A Buddhist dish that's soft and sexy

Photo courtesy of Chowhound
The Atlanta Journal-Constitution published an amazingly erudite review of both All Under Heaven and The Dim Sum Field Guide last month, and my deepest gratitude goes out to the author, JBF winner Wendell Brock

He writes things that make me blush and also feel incredibly proud, like, "With All Under Heaven, Carolyn Phillips delivers a remarkable love letter to the infinite variety of Chinese cooking." And then he goes on to say about the Field Guide, "It is as erudite as it is darling." Such lovely words sure do my heart (and ego) good. Thanks, Wendell!


Photo courtesy of Drawn & Quarterly
Canada seems to be liking AUH too, as evidenced by this remarkable bit of news: It made the top five best-selling cookbooks in Quebec! Yay, and thanks to the Drawn & Quarterly Bookstore in Montreal for the shout out and high honors. (And what a great name for a cookbook store...)

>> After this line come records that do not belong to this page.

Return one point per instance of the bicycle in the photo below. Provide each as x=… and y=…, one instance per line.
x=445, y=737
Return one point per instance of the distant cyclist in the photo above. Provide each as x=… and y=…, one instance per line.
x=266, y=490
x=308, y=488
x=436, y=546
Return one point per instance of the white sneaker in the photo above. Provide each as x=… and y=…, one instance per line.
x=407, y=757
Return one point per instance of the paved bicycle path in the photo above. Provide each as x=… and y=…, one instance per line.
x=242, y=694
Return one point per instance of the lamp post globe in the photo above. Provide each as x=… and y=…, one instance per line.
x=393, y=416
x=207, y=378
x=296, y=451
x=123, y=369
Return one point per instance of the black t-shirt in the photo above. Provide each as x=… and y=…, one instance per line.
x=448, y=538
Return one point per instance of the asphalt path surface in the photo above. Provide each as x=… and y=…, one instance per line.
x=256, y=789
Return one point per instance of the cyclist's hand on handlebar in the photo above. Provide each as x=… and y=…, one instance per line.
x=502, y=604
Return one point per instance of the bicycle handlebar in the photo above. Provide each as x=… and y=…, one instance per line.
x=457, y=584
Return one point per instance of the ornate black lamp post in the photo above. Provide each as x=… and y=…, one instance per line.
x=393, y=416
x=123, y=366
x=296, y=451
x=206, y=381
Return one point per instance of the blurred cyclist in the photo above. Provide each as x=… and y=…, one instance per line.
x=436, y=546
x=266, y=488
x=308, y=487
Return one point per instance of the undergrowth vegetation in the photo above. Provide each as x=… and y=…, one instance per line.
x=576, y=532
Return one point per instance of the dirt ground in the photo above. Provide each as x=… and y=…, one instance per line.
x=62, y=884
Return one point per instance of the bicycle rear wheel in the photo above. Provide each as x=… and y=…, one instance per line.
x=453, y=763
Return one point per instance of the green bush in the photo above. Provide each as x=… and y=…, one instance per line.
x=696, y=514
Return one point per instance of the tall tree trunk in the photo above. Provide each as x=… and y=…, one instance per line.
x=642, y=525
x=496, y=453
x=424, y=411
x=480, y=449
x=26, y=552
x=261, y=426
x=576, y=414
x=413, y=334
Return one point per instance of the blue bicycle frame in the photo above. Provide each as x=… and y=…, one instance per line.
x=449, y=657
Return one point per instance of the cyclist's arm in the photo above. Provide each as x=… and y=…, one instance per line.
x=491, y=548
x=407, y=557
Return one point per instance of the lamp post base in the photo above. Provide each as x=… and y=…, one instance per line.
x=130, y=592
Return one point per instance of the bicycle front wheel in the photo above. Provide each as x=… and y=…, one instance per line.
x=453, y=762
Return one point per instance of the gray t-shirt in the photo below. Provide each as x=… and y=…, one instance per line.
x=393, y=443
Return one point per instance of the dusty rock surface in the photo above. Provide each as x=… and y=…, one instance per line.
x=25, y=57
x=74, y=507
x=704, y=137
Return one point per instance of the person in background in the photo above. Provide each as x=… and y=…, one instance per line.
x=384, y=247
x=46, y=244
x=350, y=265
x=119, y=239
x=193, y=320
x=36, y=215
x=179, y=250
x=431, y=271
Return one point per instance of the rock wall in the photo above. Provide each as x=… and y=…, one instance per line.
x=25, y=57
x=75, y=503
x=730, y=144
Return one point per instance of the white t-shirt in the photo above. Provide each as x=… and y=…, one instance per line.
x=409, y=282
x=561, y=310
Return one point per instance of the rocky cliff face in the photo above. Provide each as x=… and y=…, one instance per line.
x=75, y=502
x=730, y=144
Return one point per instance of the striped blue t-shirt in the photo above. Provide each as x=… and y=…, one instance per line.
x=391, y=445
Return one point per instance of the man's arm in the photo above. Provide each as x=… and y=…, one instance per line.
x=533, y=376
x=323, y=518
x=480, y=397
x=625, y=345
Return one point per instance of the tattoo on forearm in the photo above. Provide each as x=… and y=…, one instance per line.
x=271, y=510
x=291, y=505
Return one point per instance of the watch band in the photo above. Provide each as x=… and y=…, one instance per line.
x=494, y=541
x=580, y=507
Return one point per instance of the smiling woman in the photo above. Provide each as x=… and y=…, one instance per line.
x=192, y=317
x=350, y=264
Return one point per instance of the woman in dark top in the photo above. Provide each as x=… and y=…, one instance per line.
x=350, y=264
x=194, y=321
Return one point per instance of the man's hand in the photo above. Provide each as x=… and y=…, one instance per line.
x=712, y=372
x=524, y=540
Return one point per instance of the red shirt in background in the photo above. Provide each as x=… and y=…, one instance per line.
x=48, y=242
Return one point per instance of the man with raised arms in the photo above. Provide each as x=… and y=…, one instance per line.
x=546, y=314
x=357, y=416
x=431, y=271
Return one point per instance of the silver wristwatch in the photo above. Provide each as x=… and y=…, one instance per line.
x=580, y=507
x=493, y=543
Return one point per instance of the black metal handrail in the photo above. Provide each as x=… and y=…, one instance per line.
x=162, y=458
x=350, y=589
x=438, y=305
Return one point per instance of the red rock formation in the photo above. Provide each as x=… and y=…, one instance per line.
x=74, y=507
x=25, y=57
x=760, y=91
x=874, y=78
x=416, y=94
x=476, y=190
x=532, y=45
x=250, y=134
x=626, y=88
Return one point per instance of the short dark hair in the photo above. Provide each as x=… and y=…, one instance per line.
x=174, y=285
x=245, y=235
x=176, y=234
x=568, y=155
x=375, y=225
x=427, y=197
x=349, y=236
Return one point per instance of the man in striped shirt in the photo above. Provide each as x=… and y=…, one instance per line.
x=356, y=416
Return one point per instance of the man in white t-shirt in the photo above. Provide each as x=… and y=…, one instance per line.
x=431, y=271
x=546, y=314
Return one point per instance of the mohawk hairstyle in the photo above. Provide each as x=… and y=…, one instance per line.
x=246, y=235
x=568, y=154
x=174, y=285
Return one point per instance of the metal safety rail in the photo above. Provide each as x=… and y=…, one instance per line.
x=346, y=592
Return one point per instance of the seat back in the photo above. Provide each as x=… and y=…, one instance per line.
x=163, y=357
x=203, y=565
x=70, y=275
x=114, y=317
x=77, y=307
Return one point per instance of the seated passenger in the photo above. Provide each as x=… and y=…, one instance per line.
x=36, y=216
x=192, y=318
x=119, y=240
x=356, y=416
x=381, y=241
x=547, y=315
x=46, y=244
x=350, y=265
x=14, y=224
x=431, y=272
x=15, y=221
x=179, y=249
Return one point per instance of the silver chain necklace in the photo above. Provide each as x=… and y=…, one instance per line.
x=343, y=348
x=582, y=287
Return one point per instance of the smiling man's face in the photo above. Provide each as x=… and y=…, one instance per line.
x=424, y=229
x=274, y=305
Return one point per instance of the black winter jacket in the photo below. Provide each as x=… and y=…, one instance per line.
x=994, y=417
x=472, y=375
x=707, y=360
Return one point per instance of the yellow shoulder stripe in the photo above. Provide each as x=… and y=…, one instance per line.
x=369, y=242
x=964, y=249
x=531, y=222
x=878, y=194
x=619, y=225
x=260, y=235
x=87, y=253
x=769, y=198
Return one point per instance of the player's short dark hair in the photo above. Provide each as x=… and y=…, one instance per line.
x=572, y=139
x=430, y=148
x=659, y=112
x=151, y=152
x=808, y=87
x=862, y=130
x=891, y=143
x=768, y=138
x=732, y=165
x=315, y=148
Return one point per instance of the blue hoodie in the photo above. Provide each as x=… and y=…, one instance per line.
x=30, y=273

Finally, Chowhound has given its considerable blessing to AUH by including it on its "Cookbook Gift Guide for the Holidays." Thank you, Chowhound! This is what the folks there had to say: "Wrap your head around all the varieties of Chinese food in this comprehensive, contemporary portrait of a country's culinary geography and the history that has shaped it." And not only did these fine folks somehow prop me up near the top of that list, but I also find myself surrounded by some of my favorite authors. A terrific honor, and I am both moved and grateful. 

Now, on to more food...


*  *  *


Simplicity doesn’t have to mean boring, at least when it comes to vegan dishes like this. In fact, this dish is not only simple to make, but also fast and delicious.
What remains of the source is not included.